# Lake temperatues



## BIGEYURK25 (Apr 4, 2013)

Gonna start this topic so we can all give updates on how cold the lakes are getting. Put any lake in the NEO area! They should really start cooling down!!


----------



## The Outdoor Connection (Jan 21, 2012)

As of yesterday: 45 degrees off Toledo, 51 off Cleveland nearshore.


----------



## Minnowhead (Jan 12, 2011)

With over night lows in the 20's and next week projected lows in the teen's, this isn't going to take long at all.


----------



## BIGEYURK25 (Apr 4, 2013)

I know! That's why I started it, we know how long till we put all of our plans in gear! Gonna be a big year


----------



## Scum_Frog (Apr 3, 2009)

Maybe I'll see some of you girls out on the big pond this year!! As long as it freezes solid again i'll be going out most Tuesdays and sundays!


----------



## BIGEYURK25 (Apr 4, 2013)

Can just about guarantee u won't see me out there.... To sketched out with how much the thickness fluctuates


----------



## Scum_Frog (Apr 3, 2009)

Stay away from the islands and out in the open....we put over 100 miles on the quads last year on erie and never drilled through less than 20" of ice. When your around the islands and so forth it causes current to deteriorate the ice....not saying accidents cant happen on any body of ice but your missing out not fishing erie!


----------



## BIGEYURK25 (Apr 4, 2013)

Might have to give it a try... No four wheelers or snowmobiles or anything of the sort, just 2 feet LOL


----------



## mousejam515 (Jun 3, 2004)

I was wondering, since many of the lakes still had ice on them, almost into April, this year. And that this summer didn't seem to get as hot as summers in the past. If the lakes water temperatures didn't get as high as usual. So potentially we have a headstart to being on ice?


----------



## nixmkt (Mar 4, 2008)

mousejam515 said:


> I was wondering, since many of the lakes still had ice on them, almost into April, this year. And that this summer didn't seem to get as hot as summers in the past. If the lakes water temperatures didn't get as high as usual. So potentially we have a headstart to being on ice?
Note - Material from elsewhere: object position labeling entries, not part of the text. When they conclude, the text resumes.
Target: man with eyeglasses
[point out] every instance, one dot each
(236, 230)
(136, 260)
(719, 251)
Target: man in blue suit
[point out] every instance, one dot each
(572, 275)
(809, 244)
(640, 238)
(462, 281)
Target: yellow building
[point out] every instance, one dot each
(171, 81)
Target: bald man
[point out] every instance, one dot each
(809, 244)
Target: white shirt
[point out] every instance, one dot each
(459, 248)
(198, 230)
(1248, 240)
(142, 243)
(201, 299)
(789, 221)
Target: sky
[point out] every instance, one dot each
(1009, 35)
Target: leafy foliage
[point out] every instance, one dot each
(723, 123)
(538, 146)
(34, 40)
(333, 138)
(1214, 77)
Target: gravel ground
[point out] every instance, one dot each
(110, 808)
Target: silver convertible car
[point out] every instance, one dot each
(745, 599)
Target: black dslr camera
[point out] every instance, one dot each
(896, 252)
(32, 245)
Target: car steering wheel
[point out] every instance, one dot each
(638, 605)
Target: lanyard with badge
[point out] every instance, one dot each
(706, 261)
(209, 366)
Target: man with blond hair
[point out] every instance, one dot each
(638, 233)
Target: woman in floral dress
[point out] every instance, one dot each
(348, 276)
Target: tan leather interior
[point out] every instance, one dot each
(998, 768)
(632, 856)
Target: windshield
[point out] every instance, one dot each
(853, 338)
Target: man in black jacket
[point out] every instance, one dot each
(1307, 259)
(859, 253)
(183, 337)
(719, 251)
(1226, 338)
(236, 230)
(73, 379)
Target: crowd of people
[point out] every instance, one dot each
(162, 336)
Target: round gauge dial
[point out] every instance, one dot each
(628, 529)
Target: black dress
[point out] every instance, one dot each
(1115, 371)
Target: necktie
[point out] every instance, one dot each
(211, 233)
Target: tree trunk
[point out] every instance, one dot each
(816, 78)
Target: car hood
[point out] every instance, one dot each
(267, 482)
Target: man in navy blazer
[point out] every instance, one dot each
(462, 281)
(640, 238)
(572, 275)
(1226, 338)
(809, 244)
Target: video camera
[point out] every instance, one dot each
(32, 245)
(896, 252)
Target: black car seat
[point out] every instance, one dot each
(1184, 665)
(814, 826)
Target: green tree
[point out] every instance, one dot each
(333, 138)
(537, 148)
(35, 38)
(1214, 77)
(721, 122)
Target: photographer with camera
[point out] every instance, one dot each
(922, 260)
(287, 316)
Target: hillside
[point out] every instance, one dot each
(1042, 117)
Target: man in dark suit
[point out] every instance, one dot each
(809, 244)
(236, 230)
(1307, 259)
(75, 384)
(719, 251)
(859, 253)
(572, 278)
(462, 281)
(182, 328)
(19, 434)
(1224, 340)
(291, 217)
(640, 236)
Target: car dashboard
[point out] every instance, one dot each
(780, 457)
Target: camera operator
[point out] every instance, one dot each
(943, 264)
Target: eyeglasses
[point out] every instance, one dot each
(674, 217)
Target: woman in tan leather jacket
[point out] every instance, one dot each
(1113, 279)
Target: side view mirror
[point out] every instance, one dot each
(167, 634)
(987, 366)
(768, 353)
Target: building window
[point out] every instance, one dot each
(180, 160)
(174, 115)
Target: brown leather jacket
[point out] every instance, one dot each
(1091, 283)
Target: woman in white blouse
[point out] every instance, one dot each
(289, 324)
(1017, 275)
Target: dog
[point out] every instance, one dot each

Possibly, but most likely not that much of an effect though. The continuing night temps in the 20's and teens this early are going to have much more of an influence.


----------



## lovin life (Jan 2, 2010)

Oh yea ! The wait continues ! Cant come soon enough. Guys with new augers, shanties, camera systems !!! Dont know why it hooks us so hard every year but it does !!!!!!!!!

Sent from my SPH-L710 using Ohub Campfire mobile app


----------



## The Outdoor Connection (Jan 21, 2012)

Vortex is dropping upon our head and now a Winter Weather Advisory in effect for this evening. Oh joy! The beneficiary though is Lake Erie. After 2 unprecedented seasons of no hard water back to back, which no one we talk to could recall a similar time, the big lake got a reprieve last year. And that stemmed the tide of decreasing lake levels, since it can't evaporate if its frozen. Plus some good hatch numbers - Should be good ice soon and good fishin for the coming years. Say hi to Bud Gehring for us!


----------



## Perchy101 (Apr 14, 2004)

nixmkt said:


> Possibly, but most likely not that much of an effect though. The continuing night temps in the 20's and teens this early are going to have much more of an influence.


I think it helps more than one might think.

I saw the Lake Superior was 8 degree's colder than their average already.


----------



## Evinrude58 (Apr 13, 2011)

Passed a pond this morning, while Steelhead fishing, that was completely iced over. Yea! the ice is on it's way!


----------



## buckzye11 (Jul 16, 2009)

The backwaters and some portions of bays at Nimi had ice today... the race to C5 may be soon with these temps ahead of us.


----------



## BIGEYURK25 (Apr 4, 2013)

Perchy101 said:


> I think it helps more than one might think.
> 
> 
> 
> I saw the Lake Superior was 8 degree's colder than their average already.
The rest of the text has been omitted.